This is not the first compensated/ported GLOCK. Back in the day, Gaston’s gang sold a compensated Gen3 GLOCK 19. It was not a hit. In fact, I only saw it once in the hands of a southern gentleman whose neck may have been a certain shade of crimson.

GLOCK ships the 19C Gen4 in the standard plastic lunchbox with three magazines, a loader, cleaning tools, lock, back straps and the standard manual (that I read from cover to cover).

As you’d expect, the 19C is about as visually distinct from the standard 19 as one Olsen twin is from the other. Aside from the “made in the USA” roll stamp, the slide and barrel are what set the gun apart from the standard model.

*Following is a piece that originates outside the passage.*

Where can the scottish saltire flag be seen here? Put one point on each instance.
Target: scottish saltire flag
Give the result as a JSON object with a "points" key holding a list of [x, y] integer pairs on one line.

GLOCK’s machined a small angled slit into to the top of the chamber, right where the slide and the chamber meet. I’m guessing that it reduces friction on the compensated model. (It sure isn’t a style thing.)

There are two slits about a quarter inch apart at about the midway point between the GLOCK 19C’s chamber and the muzzle. As you know, these allow the gasses to escape out the top of the slide when the gun’s fired. The basic idea; those escaping gasses reduce muzzle rise and recoil.

Given that we’re talking about a 9mm handgun, is this an answer to a question nobody asked? OK, not nobody. Somebody who couldn’t manage the 19’s “heavy” recoil. I’ve never had a problem with it. I’ve trained hundreds of shooters with 19’s and never once thought to myself, you know what this gun needs? Less recoil!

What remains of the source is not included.